If I do a standard deviation calculation for a sample using this code modified somewhat from this SO question:
public double CalculateStandardDeviation(List<double> values, bool sample = false)
{
double mean = 0.0;
double sum = 0.0;
double stdDev = 0.0;
int count = 0;
foreach (double val in values)
{
count++;
double delta = val - mean;
mean += delta / count;
sum += delta * (val - mean);
}
if (1 < count)
stdDev = Math.Sqrt(sum / (count - (sample ? 1 : 0)));
return stdDev;
}
Using this unit test:
[Test]
public void Sample_Standard_Deviation_Returns_Expected_Value()
{
//original cite: http://warrenseen.com/blog/2006/03/13/how-to-calculate-standard-deviation/
double expected = 2.23606797749979;
double tolerance = 1.0 / System.Math.Pow(10, 13);
var cm = new CommonMath();//a library of math functions we use a lot
List<double> values = new List<double> { 4.0, 2.0, 5.0, 8.0, 6.0 };
double actual = cm.CalculateStandardDeviation(values, true);
Assert.That(actual, Is.EqualTo(expected).Within(tolerance));
}
The test passes with a resultant value within the specified tolerance.

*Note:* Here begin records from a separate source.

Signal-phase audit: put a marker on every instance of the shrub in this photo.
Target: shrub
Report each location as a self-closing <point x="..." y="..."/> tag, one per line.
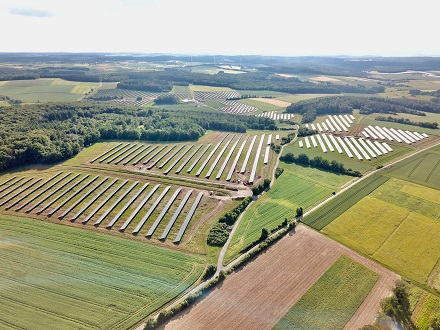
<point x="218" y="235"/>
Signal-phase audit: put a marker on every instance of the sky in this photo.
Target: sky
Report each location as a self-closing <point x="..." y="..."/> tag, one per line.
<point x="229" y="27"/>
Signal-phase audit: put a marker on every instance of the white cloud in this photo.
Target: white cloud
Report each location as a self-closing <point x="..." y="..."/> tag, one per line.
<point x="282" y="27"/>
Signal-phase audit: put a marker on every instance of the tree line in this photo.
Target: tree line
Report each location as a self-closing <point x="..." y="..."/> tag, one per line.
<point x="309" y="109"/>
<point x="49" y="133"/>
<point x="320" y="163"/>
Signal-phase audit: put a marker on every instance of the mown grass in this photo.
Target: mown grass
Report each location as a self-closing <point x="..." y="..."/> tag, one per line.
<point x="395" y="226"/>
<point x="333" y="299"/>
<point x="296" y="187"/>
<point x="56" y="276"/>
<point x="423" y="169"/>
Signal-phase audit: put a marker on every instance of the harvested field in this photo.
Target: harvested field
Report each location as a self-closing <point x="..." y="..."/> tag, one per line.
<point x="258" y="296"/>
<point x="58" y="277"/>
<point x="333" y="299"/>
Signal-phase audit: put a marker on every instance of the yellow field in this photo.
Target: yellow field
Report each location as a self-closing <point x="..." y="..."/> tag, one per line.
<point x="81" y="89"/>
<point x="426" y="193"/>
<point x="413" y="249"/>
<point x="371" y="228"/>
<point x="398" y="225"/>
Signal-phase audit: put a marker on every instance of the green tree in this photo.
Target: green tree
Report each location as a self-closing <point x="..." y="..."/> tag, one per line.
<point x="264" y="234"/>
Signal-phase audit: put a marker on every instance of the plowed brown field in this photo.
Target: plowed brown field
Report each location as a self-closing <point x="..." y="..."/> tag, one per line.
<point x="257" y="296"/>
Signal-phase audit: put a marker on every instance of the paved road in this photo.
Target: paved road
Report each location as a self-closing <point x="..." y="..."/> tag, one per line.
<point x="220" y="265"/>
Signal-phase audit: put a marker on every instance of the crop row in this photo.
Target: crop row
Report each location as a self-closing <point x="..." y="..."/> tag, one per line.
<point x="84" y="192"/>
<point x="202" y="96"/>
<point x="236" y="107"/>
<point x="342" y="202"/>
<point x="204" y="159"/>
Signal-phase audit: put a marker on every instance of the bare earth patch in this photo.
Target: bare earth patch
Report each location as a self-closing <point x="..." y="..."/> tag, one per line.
<point x="258" y="296"/>
<point x="276" y="102"/>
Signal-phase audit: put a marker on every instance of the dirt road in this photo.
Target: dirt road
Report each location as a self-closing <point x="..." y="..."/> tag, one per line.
<point x="257" y="296"/>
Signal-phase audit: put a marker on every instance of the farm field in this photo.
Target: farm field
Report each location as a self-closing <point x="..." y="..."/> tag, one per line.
<point x="353" y="163"/>
<point x="399" y="224"/>
<point x="285" y="273"/>
<point x="422" y="169"/>
<point x="112" y="282"/>
<point x="424" y="306"/>
<point x="296" y="187"/>
<point x="321" y="217"/>
<point x="46" y="90"/>
<point x="201" y="88"/>
<point x="369" y="120"/>
<point x="333" y="299"/>
<point x="122" y="204"/>
<point x="262" y="106"/>
<point x="202" y="159"/>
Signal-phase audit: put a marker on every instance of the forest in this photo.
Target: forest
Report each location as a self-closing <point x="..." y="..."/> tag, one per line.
<point x="49" y="133"/>
<point x="309" y="109"/>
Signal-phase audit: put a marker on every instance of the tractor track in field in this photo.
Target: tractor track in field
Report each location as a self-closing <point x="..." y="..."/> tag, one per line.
<point x="258" y="295"/>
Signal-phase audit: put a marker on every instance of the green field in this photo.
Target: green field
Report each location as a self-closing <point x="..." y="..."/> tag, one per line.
<point x="424" y="307"/>
<point x="46" y="90"/>
<point x="342" y="202"/>
<point x="296" y="187"/>
<point x="57" y="277"/>
<point x="423" y="168"/>
<point x="333" y="299"/>
<point x="396" y="226"/>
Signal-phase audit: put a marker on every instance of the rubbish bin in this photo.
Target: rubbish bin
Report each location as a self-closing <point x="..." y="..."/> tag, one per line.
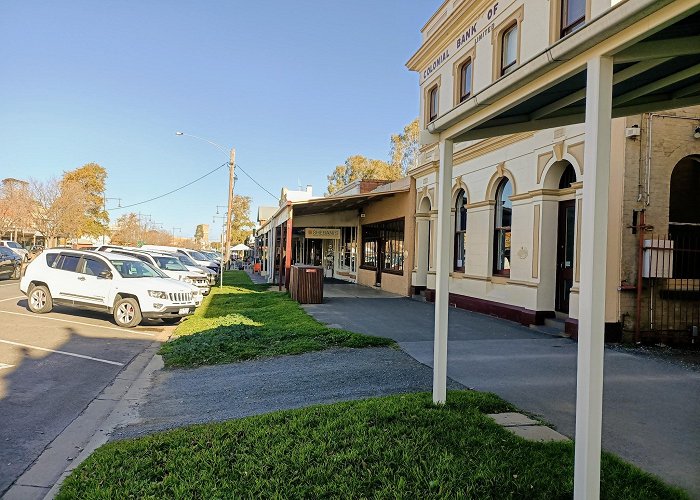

However, if I use this Linq-ified code, it fails, returning a value of 2.5 (as if it were a population standard deviation instead):
double meanOfValues = values.Average();
double sumOfValues = values.Sum();
int countOfValues = values.Count;
double standardDeviationOfValues =
Math.Sqrt(sumOfValues / (countOfValues - (sample ? 1 : 0)));
return standardDeviationOfValues;
As I've never taken statistics (so please be gentle), the Linq-ification (that's a word) of the values from the list seem like they should give me the same results, but they don't and I don't understand what I've done wrong. The action of deciding between N & N-1 is the same in both, so why isn't the answer the same?